The parents of an 11-year-old boy who went into Osceola Elementary School in North Naples with a gun and threatened to shoot his classmates say their son wanted protection.
We spoke to the child’s parents Wednesday about how he was able to get the gun out of the house.
The parents told us their child must have found the key to his father’s safe and snuck the gun out without anyone knowing.
Kids who ride the bus with the boy told deputies the fourth grader not only brought the gun to school yesterday, but on two different days last week.
Parents are thankful the student was stopped.
During a phone call, WINK News asked the boy’s parents about his access to the weapon. The father said he was unsure, since he says the gun was in a safe in his bedroom. He explained he has a number of other guns that are also locked in safes.
The father did not make excuses for his child and said there was no sensible reason for him to take the gun to school.

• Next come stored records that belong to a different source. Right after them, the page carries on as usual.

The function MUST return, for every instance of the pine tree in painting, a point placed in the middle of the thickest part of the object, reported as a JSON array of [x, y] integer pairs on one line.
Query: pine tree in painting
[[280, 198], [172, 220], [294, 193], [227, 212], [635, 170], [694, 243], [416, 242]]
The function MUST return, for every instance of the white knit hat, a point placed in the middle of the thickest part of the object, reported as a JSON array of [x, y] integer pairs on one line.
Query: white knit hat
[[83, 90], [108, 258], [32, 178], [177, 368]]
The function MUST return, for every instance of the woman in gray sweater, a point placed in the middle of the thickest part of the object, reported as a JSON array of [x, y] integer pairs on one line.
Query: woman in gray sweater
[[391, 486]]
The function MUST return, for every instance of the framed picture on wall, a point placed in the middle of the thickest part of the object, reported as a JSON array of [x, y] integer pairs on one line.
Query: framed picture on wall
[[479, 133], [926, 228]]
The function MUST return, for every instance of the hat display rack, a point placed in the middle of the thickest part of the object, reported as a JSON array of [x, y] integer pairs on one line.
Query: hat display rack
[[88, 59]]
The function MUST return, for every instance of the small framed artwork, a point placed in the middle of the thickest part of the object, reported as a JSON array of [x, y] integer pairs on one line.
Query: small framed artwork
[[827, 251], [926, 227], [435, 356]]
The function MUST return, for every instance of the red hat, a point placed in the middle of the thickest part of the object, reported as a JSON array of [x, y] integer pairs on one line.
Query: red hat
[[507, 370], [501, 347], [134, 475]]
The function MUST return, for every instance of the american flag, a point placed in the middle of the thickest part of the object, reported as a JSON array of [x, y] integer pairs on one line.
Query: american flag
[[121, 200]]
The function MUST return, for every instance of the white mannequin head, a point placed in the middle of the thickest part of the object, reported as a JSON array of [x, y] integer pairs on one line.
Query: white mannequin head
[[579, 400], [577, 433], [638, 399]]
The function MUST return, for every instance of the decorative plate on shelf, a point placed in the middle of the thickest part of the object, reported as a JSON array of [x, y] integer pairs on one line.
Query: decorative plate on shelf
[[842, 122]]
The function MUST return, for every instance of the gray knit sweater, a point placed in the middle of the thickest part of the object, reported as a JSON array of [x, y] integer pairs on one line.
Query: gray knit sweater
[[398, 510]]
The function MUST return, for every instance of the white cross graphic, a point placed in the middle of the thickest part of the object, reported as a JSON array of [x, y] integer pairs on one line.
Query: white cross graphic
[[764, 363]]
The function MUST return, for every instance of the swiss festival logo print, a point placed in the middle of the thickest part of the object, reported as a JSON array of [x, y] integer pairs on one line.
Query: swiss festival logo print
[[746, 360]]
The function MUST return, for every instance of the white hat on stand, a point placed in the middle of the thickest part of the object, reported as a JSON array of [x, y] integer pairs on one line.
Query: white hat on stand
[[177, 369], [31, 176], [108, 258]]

The father says his child was being bullied at school. When his wife brought it up to the school, he says the school dismissed it.
The David Lawrence Center in Collier County focuses on mental health.
“Some of those services include assessment, which could be clinical assessment or physiocratic evaluation,” said Karen Buckner with the center. “We also offer individual and family therapy, case management services, crisis support.”
Kids under Baker Act provisions are supervised 24 hours a day until they pass an evaluation.
”We want to understand the event that led up to any particular situation, including the family’s perspective, the child’s perspective, scanning information from the school,” Buckner said.
Collier County Public Schools told us they have a group made up of mental health professionals stationed at every school in the county, including Osceola Elementary.
“Prior to [the Parkland shooting], Collier County schools pioneered a mental health work group, compromised now of more than 40 organizations,” said Chad Oliver, the CCPS communications executive director.
CCPS wouldn’t elaborate about whether it knew the fourth grader was bullied “due to privacy laws,” but we were told the school acts promptly on all reported concerns.